Dans ses yeux passa comme un sourire de défi, qui fut rapide comme l’éclair, ou une étoile filante. 

« Disons qu’ils auraient peur, vous savez… parfois les ordres donnés aux gens simples, il les faut renforcer avec quelques menaces, comme le présage qu’il puisse arriver quelque chose de terrible au transgresseur, et par une force surnaturelle. Un moine, en revanche… 

— Je comprends. 

— Non seulement, mais un moine pourrait avoir d’autres raisons pour s’aventurer dans un lieu interdit, je veux dire des raisons… comment dire ? Raisonnables, fussent-elles contraires à la règle… » 

Guillaume se rendit compte que l’Abbé était mal à l’aise et il émit une question qui peut-être visait à dévier le discours, mais qui produisit un redoublement d’embarras. 

« En parlant d’un possible homicide vous avez dit : “et n’était que celui-ci”. Qu’entendiez-vous par là ? 

— J’ai dit cela ? Eh bien, on ne tue pas sans raison, pour perverse qu’elle soit. Et je tremble à la pensée de la perversité des raisons qui peuvent avoir poussé un moine à tuer un confrère. Voilà. C’est cela. 

— Il n’y a rien d’autre ? 

— Il n’y a rien d’autre que je puisse vous dire. 

— Vous voulez dire qu’il n’y a rien d’autre que vous ayez le pouvoir de dire ? 

— Je vous en prie, frère Guillaume, frère Guillaume », et l’Abbé voulut souligner et le lien religieux et le lien fraternel. 

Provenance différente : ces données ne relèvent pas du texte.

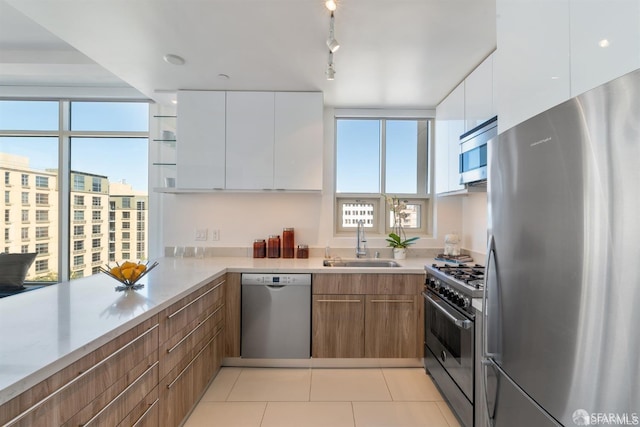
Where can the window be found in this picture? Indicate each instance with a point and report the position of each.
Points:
(42, 265)
(42, 182)
(96, 185)
(42, 248)
(392, 159)
(94, 135)
(78, 185)
(42, 199)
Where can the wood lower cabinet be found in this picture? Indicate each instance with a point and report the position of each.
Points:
(367, 315)
(338, 326)
(192, 350)
(103, 388)
(391, 327)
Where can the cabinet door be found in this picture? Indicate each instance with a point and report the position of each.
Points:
(532, 66)
(594, 62)
(298, 141)
(200, 146)
(250, 137)
(392, 326)
(338, 326)
(478, 95)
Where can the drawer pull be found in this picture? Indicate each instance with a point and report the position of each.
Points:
(139, 420)
(122, 393)
(194, 359)
(79, 377)
(195, 300)
(193, 330)
(338, 300)
(392, 300)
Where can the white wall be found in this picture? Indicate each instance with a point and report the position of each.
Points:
(243, 217)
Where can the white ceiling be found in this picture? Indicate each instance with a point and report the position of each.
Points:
(393, 54)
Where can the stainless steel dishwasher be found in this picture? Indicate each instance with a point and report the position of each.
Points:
(276, 316)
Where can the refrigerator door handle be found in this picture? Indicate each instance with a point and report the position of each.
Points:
(485, 334)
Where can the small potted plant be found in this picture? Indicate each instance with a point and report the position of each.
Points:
(397, 239)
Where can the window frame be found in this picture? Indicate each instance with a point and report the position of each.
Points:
(423, 195)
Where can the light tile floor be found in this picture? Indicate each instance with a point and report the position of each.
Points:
(275, 397)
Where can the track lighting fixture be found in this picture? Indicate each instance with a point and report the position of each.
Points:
(331, 71)
(332, 43)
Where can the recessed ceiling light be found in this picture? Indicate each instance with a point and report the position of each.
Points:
(173, 59)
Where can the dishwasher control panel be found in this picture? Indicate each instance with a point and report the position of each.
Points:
(275, 279)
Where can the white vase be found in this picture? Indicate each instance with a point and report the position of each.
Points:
(399, 253)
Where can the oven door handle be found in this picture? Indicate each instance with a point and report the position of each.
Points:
(460, 323)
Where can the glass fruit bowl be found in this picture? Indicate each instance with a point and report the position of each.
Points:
(129, 273)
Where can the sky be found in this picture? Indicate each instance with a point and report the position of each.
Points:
(117, 158)
(358, 156)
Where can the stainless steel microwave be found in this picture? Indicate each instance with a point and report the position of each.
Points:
(473, 151)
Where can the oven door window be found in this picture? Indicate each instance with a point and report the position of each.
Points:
(448, 334)
(473, 159)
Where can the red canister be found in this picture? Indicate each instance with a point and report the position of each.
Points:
(288, 248)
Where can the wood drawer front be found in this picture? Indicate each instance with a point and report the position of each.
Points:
(112, 364)
(191, 310)
(392, 326)
(180, 349)
(146, 413)
(358, 284)
(119, 400)
(338, 326)
(181, 388)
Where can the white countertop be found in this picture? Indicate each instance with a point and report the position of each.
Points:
(49, 328)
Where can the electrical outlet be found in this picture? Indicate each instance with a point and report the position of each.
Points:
(201, 234)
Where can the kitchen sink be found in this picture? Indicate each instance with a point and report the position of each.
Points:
(360, 263)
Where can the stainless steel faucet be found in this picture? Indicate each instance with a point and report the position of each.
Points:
(361, 241)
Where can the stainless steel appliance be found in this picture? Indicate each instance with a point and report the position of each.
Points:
(276, 316)
(563, 282)
(473, 151)
(450, 332)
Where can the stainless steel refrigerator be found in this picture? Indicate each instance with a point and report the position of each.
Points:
(562, 300)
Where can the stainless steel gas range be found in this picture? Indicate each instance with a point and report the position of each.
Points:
(450, 331)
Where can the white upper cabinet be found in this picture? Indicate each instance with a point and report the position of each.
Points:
(552, 50)
(532, 59)
(450, 124)
(200, 149)
(250, 139)
(298, 141)
(605, 41)
(479, 105)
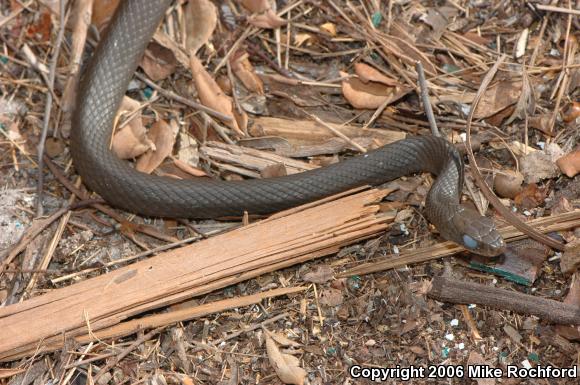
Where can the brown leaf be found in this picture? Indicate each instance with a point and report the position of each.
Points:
(246, 73)
(200, 22)
(274, 170)
(256, 6)
(281, 339)
(103, 11)
(285, 365)
(40, 30)
(188, 169)
(476, 359)
(210, 93)
(322, 274)
(571, 112)
(130, 140)
(526, 102)
(570, 164)
(267, 20)
(163, 136)
(508, 183)
(498, 97)
(365, 95)
(303, 38)
(530, 197)
(54, 147)
(331, 297)
(366, 73)
(536, 166)
(329, 28)
(158, 62)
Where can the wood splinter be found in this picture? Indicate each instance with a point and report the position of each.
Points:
(451, 290)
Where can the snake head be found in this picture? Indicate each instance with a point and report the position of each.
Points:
(477, 233)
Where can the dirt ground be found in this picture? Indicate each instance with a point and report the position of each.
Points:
(305, 84)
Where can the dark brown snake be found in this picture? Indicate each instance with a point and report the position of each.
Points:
(103, 85)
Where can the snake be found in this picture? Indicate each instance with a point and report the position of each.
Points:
(104, 81)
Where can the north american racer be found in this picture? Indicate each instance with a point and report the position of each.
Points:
(101, 90)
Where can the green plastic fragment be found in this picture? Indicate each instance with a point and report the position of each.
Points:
(147, 92)
(509, 276)
(450, 68)
(376, 19)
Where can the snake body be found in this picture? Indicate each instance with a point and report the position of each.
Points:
(101, 90)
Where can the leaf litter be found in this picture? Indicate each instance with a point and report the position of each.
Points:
(350, 64)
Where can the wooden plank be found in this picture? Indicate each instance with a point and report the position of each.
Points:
(289, 237)
(152, 321)
(310, 131)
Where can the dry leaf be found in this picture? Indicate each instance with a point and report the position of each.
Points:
(366, 73)
(245, 72)
(302, 38)
(331, 297)
(508, 183)
(210, 93)
(256, 6)
(163, 136)
(322, 274)
(281, 339)
(267, 20)
(285, 365)
(54, 147)
(131, 140)
(570, 164)
(158, 62)
(263, 16)
(498, 97)
(329, 28)
(188, 169)
(40, 30)
(200, 22)
(527, 101)
(540, 165)
(476, 359)
(274, 170)
(103, 11)
(365, 95)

Guillaume rougit vivement et commenta : « Eris sacerdos in aeternum

— Merci », dit l’Abbé. 

O Seigneur Dieu, quels mystères terribles effleurèrent en cet instant mes imprudents supérieurs, poussés l’un par l’angoisse et l’autre par la curiosité. Car, novice qui s’acheminait vers les mystères du saint sacerdoce de Dieu, moi aussi humble jeune homme je compris que l’Abbé savait quelque chose, mais qu’il l’avait appris sous le sceau de la confession. Il avait dû savoir des lèvres de quelqu’un certains détails criminels qui pouvaient être en relation avec la fin tragique d’Adelme. C’est pour cela peut-être qu’il priait frère Guillaume de découvrir un secret qu’il soupçonnait sans pouvoir le révéler à personne, et qu’il espérait que mon maître fît la lumière avec les forces de l’intellect sur tout ce qu’il devait envelopper d’ombre en vertu du sublime empire de la charité. 

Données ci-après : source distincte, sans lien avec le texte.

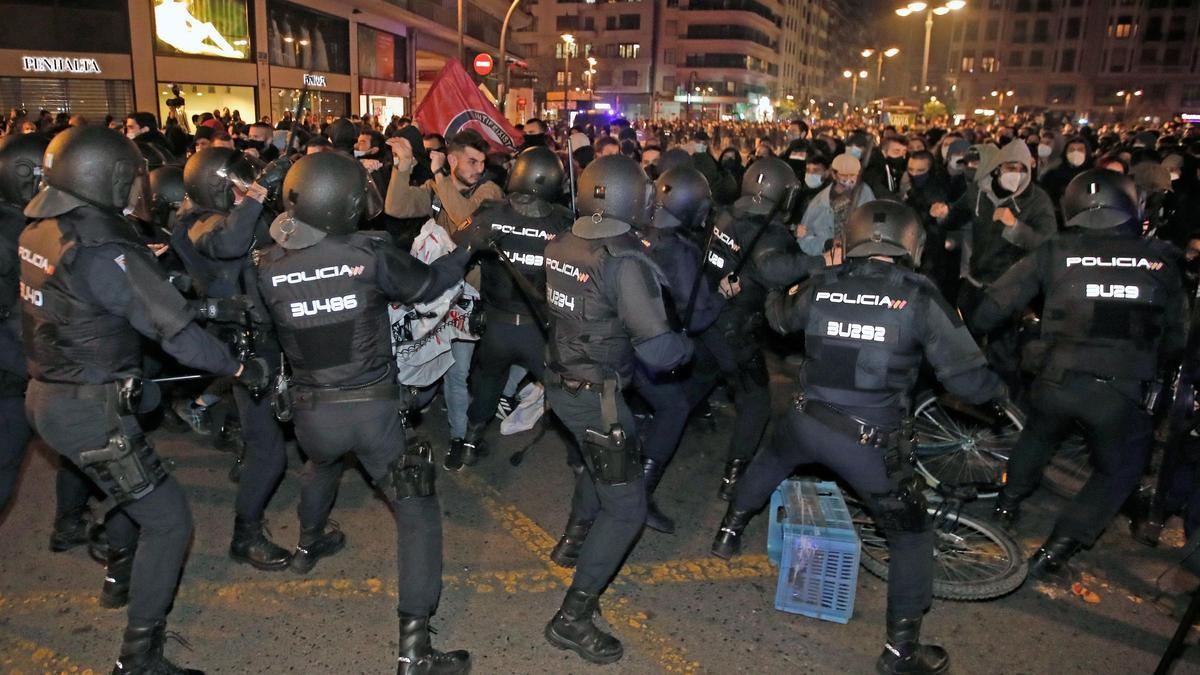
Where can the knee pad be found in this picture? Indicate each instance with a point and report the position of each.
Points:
(412, 475)
(127, 467)
(903, 509)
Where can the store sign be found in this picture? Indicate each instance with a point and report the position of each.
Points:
(484, 64)
(59, 64)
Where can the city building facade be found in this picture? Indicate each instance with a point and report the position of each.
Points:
(256, 57)
(1102, 60)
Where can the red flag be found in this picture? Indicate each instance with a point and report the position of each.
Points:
(454, 105)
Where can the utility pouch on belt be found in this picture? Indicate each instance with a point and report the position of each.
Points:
(413, 473)
(281, 394)
(612, 458)
(127, 467)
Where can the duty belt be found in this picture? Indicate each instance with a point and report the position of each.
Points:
(509, 318)
(307, 398)
(862, 431)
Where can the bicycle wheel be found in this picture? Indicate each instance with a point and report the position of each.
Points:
(960, 444)
(972, 560)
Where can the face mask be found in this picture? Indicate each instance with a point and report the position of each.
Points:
(1011, 180)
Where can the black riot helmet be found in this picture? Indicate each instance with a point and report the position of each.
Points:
(211, 174)
(885, 227)
(327, 191)
(1099, 199)
(616, 186)
(342, 133)
(682, 197)
(537, 173)
(771, 184)
(21, 167)
(91, 165)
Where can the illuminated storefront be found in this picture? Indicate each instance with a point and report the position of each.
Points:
(94, 78)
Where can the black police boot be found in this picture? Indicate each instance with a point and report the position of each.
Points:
(1007, 512)
(70, 531)
(142, 652)
(568, 548)
(474, 447)
(729, 538)
(251, 545)
(573, 628)
(733, 471)
(655, 519)
(1049, 563)
(418, 656)
(118, 572)
(316, 544)
(904, 653)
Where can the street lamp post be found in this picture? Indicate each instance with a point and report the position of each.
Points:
(853, 83)
(915, 7)
(568, 41)
(879, 69)
(504, 53)
(1128, 95)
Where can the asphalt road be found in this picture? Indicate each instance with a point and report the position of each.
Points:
(676, 608)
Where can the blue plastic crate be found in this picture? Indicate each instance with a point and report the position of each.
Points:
(813, 538)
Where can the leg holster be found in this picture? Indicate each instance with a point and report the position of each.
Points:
(612, 458)
(412, 475)
(127, 467)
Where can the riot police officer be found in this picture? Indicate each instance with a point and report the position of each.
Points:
(750, 252)
(683, 202)
(1114, 317)
(513, 308)
(90, 292)
(214, 236)
(606, 309)
(327, 288)
(867, 324)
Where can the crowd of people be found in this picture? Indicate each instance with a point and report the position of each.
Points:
(334, 275)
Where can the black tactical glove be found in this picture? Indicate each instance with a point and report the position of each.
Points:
(271, 178)
(255, 375)
(223, 309)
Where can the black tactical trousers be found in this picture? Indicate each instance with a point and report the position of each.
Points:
(801, 440)
(375, 432)
(618, 512)
(161, 519)
(265, 459)
(1119, 436)
(502, 346)
(669, 398)
(730, 350)
(15, 435)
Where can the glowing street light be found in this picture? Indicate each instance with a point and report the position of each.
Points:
(941, 10)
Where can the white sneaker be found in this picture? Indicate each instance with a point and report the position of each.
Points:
(528, 411)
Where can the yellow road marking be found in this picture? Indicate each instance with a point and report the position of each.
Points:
(19, 656)
(617, 609)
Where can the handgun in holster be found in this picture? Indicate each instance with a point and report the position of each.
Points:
(127, 467)
(412, 475)
(612, 458)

« Bien, dit alors Guillaume, pourrai-je poser des questions aux moines ? 

— Vous pourrez. 

— Pourrai-je circuler librement dans l’abbaye ? 

— Je vous en confère la faculté. 

— M’investissez-vous de cette mission coram monachos

— Ce soir même. 

— Je commencerai pourtant aujourd’hui, avant que les moines sachent de quoi vous m’avez chargé. Et en outre, j’avais le grand désir, et ce n’est pas la moindre raison de mon passage ici, de visiter votre bibliothèque dont on parle avec admiration dans toutes les abbayes de la chrétienté. » L’Abbé se leva presque d’un bond, le visage crispé. 

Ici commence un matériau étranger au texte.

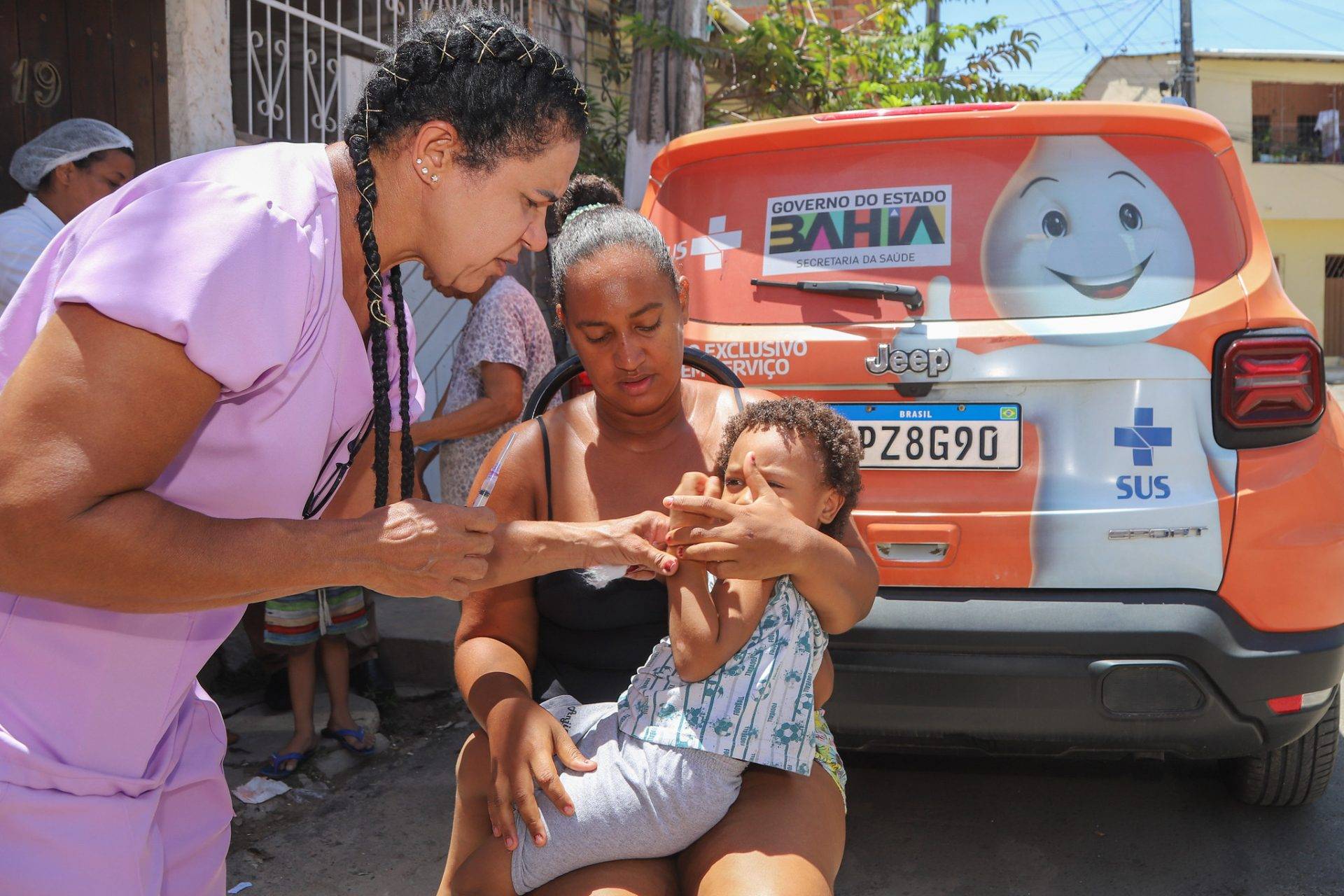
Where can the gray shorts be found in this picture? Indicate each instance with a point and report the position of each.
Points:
(644, 801)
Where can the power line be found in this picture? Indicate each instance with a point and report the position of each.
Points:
(1124, 4)
(1291, 29)
(1324, 11)
(1088, 42)
(1142, 19)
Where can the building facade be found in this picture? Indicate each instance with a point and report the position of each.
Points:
(183, 77)
(1282, 111)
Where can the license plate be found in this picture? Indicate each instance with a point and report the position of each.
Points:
(911, 435)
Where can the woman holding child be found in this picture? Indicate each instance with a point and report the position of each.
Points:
(559, 638)
(185, 378)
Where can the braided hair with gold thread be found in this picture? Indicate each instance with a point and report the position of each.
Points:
(507, 96)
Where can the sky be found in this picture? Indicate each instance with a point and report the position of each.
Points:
(1075, 34)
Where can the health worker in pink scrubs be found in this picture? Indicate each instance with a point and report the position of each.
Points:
(185, 377)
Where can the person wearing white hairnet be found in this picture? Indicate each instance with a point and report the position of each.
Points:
(66, 168)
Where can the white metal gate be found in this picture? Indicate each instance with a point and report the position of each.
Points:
(298, 69)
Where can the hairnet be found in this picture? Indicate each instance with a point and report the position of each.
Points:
(70, 140)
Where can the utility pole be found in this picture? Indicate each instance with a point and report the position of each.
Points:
(1187, 52)
(932, 19)
(667, 92)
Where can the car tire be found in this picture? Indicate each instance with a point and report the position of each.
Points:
(1292, 776)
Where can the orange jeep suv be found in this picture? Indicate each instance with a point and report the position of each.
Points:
(1104, 479)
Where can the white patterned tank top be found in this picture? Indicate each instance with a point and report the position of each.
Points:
(758, 707)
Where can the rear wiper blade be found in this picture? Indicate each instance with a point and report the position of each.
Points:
(860, 288)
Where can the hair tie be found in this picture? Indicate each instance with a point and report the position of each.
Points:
(581, 210)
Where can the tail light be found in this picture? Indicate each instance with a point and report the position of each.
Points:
(1269, 387)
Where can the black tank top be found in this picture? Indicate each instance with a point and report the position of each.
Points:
(592, 641)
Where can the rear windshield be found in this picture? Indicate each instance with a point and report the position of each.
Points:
(1021, 227)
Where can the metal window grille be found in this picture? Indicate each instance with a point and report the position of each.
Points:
(298, 65)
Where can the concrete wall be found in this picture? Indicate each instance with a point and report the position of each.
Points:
(1304, 244)
(1301, 204)
(200, 99)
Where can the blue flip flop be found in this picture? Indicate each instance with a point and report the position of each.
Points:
(340, 734)
(273, 766)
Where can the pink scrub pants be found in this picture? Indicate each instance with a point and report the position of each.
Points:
(168, 841)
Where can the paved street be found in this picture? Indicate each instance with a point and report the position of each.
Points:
(925, 827)
(918, 825)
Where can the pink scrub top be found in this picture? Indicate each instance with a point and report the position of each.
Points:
(235, 255)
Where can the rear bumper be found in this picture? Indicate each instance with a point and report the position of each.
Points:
(1056, 672)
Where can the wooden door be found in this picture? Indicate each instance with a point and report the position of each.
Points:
(1334, 335)
(83, 59)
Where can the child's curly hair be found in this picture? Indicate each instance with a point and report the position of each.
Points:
(803, 418)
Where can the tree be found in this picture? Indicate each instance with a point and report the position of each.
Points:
(793, 61)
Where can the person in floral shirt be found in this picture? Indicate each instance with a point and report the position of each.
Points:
(503, 354)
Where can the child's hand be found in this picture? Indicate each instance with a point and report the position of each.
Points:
(692, 484)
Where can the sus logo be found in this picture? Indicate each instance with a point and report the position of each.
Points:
(1085, 253)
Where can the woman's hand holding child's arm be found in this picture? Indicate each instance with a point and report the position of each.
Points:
(707, 629)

« Vous pourrez circuler dans toute l’abbaye, j’ai dit. Certes pas dans le dernier étage de l’Édifice, dans la bibliothèque. 

— Pourquoi ? 

— J’aurais dû vous l’expliquer avant, et je croyais que vous le saviez. Vous savez que notre bibliothèque n’est pas comme les autres… 

— Je sais qu’elle renferme plus de livres que toute autre bibliothèque chrétienne. Je sais qu’à côté de vos armaria ceux de Bobbio ou de Pomposa, de Cluny ou de Fleury ont l’air de la chambre d’un enfant à peine initié à l’abécédaire. Je sais que les six mille manuscrits, dont se targuait il y a plus de cent ans Novalesa, sont peu de chose à côté des vôtres, et que peut-être un grand nombre de ceux-là sont ici maintenant. Je sais que votre abbaye est l’unique lumière que la chrétienté puisse opposer aux trente-six bibliothèques de Bagdad, aux dix mille manuscrits du vizir Ibn al-Alkhami, que le nombre de vos bibles égale les deux mille quatre cents corans dont s’enorgueillit le Caire, et que la réalité de vos armaria est lumineuse évidence contre la fière légende des infidèles qui, voilà des années, voulaient (intimes comme il sont du prince du mensonge) faire accroire que la bibliothèque de Tripoli était riche de six millions de volumes et habitée par quatre-vingt mille commentateurs et deux cents scribes. 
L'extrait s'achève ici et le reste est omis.